A Few Words About Halo: Reach

Above: Me, earlier this evening, pulling off one of the sweet new Assassination moves on some guy online.

Halo: Reach has been out for almost exactly two months, a modest span of time in which I have managed to devote comfortably over 100 hours to playing it. Yes, really. I'm stating that from the outset not to brag about the fact that some 4 and an half days of my life, which might have been applied toward any manner of personal or professional advancement in a not inconsiderably critical developmental period, have instead been spent in front of the 360, but rather to establish that Halo: Reach is a really good game. I had an inkling of this going in, from my experience with the multiplayer beta (chronicled here), but the extent to which Reach has become a staple of my nights poses an interesting question: why the hell do I still care about Halo?

After all, it's not incredibly different from the four Halo games that preceded it; there's a lot of tweaks, fine-tuning, and loving care put into the game, but that all really adds up to more of a refinement of the hallmarks of the franchise than any sort of reinvention. If anything, Reach deliberately sets out to evoke the first Halo and strips away quite a few of the added features of the sequels. It works brilliantly, even when it really shouldn't.

Here's why: as a franchise, Halo understands that video games as a form live and die by their controls. After you've played a Halo game for a few hours, the controls are about as natural as breathing; and moving to the latest incarnation rarely requires you to learn more than one or two new changes, which are characteristically more intuitive that what they are replacing. (Incidentally, the decision to break with tradition by remapping the melee button from B to right bumper in Reach was a stroke of genius that almost reinvents the game). When you're playing Halo, everything you could possibly want or need to do - shoot, toss a grenade, jump, pistol-whip, etc. - is a single button-press away. The ridiculous number of effective techniques and attack options underneath the essential simplicity of the control scheme means that you start to develop a personal style pretty quickly, which you are rarely punished for doing. Even hardcore skilled multiplayer Halo junkies vary widely in their favored tactics; there's not a whole lot of unfair advantages to be had.

In all the hours I've spent playing Reach and it's predecessors, I've never felt like there was one right way to play the game. The experience of playing Halo has always struck me as similar to a giant sandbox with a bunch of different toys that are all somehow fun in their own way; there's just this sort of tactile friendliness to the game that encourages that sort of engagement. Halo: Reach is the apex of the series because it takes the Halo mechanics and lets them be the endlessly reconfigurable Rubik's Cube they always were: out of the box, you can choose to play the excellent single-player campaign alone or with friends, you can go online and play any one of a slew of competitive game-types, you can team up with other people in the Firefight mode, which throws waves of enemies at you and grafts on an arcade-style scoring mode, or you can come up with something completely unique using the Forge editor that comes with the game.

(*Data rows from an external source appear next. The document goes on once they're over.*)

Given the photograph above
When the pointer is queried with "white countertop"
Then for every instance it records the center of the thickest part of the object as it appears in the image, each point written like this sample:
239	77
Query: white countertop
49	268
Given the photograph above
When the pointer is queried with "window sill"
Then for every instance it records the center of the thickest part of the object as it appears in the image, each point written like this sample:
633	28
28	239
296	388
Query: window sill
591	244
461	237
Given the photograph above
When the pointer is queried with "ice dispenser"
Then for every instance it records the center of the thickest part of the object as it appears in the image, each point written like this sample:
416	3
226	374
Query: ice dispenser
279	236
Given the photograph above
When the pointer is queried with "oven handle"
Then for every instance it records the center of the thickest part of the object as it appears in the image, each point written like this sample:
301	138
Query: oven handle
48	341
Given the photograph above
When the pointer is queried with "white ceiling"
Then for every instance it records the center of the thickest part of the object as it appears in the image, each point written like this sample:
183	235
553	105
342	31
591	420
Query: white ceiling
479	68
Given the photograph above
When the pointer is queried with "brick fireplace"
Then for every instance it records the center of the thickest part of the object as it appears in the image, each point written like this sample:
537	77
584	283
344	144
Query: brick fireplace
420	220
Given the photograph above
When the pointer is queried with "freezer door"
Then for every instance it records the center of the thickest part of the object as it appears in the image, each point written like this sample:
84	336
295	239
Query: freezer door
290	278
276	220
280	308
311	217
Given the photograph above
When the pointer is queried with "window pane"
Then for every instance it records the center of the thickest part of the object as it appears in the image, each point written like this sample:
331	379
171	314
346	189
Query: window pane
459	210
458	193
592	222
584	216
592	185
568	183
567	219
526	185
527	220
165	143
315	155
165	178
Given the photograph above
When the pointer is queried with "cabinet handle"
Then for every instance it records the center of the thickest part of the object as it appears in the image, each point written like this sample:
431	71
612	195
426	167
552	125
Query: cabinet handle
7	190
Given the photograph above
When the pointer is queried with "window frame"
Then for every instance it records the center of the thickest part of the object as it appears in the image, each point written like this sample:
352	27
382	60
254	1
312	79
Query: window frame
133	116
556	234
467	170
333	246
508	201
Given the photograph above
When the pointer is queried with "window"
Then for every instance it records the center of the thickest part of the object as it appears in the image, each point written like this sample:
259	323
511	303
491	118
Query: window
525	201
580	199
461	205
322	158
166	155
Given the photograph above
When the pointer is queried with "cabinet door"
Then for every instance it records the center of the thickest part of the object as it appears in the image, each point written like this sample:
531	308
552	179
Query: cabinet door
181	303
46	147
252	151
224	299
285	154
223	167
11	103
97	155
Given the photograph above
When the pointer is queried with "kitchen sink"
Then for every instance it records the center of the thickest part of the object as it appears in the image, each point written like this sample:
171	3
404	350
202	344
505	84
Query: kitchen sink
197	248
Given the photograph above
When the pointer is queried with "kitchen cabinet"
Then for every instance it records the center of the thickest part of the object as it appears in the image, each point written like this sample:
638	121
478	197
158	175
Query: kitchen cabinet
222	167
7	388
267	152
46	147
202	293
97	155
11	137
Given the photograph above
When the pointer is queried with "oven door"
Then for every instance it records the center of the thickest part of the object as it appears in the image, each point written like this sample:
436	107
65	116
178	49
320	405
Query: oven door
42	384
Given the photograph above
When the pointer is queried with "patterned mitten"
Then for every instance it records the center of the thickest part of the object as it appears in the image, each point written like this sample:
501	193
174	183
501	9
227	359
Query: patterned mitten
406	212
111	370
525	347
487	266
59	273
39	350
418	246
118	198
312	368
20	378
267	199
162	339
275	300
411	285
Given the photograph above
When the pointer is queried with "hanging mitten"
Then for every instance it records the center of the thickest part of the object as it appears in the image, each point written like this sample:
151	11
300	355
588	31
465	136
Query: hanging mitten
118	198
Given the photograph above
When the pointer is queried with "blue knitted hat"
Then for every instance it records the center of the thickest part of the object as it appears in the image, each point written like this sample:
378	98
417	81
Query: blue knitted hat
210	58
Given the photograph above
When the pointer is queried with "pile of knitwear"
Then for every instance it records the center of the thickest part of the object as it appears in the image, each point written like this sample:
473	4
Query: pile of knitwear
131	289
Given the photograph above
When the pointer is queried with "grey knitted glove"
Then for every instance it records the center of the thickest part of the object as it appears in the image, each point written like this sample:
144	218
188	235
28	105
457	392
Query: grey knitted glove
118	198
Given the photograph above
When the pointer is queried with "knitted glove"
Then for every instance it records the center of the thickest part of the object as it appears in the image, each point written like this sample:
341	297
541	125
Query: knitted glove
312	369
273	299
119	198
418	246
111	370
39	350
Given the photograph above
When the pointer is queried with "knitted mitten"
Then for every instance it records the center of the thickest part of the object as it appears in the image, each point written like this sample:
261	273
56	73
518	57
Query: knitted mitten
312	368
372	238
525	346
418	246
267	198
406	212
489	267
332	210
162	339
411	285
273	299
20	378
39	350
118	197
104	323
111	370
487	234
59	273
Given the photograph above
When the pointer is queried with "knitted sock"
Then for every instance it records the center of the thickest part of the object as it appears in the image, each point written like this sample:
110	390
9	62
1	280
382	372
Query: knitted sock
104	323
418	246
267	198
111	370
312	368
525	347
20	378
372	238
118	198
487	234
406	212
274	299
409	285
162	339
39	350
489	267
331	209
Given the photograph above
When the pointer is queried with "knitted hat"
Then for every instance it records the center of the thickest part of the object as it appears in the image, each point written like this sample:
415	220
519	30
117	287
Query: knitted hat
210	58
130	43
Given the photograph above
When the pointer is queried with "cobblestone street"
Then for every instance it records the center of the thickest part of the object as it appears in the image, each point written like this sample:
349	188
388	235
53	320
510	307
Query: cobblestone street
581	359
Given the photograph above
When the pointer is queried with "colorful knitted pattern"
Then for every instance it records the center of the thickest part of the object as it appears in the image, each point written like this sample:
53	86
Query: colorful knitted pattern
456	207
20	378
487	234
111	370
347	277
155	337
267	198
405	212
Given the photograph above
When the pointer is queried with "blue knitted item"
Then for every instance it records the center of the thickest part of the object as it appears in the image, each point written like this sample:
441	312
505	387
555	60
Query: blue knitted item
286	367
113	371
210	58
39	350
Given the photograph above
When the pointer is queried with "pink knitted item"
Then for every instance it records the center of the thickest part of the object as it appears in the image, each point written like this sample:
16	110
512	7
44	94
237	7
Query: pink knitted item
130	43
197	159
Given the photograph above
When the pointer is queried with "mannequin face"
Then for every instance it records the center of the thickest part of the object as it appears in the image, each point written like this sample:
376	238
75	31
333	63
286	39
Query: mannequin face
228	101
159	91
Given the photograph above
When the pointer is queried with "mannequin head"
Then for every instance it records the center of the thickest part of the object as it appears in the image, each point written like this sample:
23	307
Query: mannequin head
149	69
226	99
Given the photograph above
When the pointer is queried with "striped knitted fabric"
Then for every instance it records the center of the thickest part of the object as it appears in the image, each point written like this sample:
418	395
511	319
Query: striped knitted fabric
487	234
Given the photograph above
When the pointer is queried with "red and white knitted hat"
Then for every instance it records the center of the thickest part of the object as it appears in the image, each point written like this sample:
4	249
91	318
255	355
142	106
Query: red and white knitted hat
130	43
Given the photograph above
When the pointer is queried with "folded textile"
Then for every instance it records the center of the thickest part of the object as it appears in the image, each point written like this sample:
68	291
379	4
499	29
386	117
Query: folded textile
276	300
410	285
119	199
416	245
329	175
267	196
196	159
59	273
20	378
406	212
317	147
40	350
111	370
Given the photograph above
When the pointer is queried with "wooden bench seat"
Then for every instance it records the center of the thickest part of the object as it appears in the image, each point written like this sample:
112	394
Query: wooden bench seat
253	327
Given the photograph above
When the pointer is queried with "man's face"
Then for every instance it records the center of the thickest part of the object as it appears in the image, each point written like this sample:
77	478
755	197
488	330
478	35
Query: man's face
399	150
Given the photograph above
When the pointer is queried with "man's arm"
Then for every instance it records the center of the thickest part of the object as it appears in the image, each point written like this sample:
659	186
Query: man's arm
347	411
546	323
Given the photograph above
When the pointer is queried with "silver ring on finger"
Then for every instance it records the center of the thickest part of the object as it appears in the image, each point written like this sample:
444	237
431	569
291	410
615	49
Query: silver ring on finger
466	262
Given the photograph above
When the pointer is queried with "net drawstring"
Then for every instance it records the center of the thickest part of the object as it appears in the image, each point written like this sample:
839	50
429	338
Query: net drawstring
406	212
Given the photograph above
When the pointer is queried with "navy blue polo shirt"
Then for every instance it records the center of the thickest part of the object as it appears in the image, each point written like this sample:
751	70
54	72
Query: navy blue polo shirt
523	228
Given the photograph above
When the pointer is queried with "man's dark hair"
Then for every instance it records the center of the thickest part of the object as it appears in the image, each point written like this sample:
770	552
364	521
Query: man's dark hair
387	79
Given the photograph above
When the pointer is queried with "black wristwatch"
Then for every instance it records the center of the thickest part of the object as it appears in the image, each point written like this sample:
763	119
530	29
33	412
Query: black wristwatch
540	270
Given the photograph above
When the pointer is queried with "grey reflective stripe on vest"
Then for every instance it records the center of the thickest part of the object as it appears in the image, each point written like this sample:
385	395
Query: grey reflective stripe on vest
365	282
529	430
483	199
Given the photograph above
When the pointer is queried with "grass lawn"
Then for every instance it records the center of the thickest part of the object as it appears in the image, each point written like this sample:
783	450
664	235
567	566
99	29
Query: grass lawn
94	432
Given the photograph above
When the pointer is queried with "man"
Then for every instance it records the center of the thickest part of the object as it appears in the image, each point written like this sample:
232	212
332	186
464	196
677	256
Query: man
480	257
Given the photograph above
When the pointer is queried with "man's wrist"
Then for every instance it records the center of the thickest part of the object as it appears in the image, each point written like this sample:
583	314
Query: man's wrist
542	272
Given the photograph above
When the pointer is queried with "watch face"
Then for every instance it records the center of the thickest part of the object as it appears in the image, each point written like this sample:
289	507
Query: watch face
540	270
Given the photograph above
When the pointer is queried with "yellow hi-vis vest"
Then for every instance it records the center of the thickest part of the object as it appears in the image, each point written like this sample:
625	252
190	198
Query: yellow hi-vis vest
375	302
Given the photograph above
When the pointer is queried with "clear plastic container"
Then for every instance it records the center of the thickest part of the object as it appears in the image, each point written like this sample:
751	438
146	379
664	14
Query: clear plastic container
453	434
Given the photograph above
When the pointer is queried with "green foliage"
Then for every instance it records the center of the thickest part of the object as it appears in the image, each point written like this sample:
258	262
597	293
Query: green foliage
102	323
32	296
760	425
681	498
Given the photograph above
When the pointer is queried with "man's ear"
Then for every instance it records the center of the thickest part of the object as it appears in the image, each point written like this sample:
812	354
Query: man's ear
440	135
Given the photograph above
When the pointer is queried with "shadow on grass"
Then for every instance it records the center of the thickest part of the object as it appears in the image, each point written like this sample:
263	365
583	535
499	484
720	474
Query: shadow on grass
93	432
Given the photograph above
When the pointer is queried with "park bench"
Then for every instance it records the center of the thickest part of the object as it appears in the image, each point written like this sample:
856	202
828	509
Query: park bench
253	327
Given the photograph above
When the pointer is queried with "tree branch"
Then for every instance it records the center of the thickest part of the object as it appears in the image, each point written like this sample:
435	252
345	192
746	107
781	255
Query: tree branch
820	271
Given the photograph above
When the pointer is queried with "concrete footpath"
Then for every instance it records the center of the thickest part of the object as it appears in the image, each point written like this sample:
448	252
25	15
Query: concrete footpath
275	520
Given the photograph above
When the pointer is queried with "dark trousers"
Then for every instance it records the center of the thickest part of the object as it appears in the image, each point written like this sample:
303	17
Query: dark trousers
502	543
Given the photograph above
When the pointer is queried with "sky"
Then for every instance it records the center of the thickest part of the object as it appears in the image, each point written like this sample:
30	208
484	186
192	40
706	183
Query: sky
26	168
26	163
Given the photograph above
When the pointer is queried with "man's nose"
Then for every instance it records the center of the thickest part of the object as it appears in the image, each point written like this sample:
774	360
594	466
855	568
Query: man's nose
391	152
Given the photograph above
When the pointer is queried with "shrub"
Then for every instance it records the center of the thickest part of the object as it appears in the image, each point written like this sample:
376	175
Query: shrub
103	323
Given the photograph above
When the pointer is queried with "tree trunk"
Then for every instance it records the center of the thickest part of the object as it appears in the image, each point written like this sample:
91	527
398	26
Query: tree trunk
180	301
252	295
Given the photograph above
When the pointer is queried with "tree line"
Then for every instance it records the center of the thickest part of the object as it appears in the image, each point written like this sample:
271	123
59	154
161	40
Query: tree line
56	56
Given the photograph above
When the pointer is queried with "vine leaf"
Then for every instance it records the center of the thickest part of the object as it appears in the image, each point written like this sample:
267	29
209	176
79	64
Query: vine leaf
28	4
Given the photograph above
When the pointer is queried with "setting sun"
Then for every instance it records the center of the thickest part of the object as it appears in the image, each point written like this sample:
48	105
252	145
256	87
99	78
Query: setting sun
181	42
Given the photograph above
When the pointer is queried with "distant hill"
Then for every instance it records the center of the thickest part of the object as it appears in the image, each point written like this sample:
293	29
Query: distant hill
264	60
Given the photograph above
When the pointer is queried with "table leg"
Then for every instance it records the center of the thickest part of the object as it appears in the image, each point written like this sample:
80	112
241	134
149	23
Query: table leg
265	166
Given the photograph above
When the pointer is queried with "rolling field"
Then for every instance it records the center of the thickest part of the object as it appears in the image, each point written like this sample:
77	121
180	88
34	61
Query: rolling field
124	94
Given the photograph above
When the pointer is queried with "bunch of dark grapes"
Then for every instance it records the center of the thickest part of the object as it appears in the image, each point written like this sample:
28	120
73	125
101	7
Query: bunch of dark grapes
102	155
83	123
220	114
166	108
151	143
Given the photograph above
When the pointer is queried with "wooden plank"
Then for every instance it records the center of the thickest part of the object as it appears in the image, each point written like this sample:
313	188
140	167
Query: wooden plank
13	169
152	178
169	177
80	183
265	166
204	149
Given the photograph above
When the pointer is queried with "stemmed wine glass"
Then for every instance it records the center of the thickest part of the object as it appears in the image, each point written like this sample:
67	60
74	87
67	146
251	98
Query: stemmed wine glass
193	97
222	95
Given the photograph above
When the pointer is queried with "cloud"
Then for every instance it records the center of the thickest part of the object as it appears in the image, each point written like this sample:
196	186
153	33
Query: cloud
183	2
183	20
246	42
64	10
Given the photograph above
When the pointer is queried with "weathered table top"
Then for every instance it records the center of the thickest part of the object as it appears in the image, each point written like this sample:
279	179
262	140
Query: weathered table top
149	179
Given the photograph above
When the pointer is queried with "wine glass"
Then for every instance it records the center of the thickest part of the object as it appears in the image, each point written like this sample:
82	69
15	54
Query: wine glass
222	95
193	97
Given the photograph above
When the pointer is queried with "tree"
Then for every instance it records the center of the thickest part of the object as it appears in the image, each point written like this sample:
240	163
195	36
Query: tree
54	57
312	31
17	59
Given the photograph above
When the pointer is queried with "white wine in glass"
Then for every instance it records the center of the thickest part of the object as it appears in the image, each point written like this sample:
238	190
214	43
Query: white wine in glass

I think that more than anything else, Halo: Reach succeeds so wildly as a game because it invites you to have the experience that you want to have (as long as that experience involves shooting things, naturally, but if that's not your cup of tea, there's always reading). Since I've been playing it, it's been hard for me to really contemplate switching to another game; I may eventually pick up Call of Duty: Black Ops since it's getting good reviews, and there's those neat-looking Borderlands and Red Dead Redemption expansions, but I think it's going to take some time before Reach gets its hooks out of me.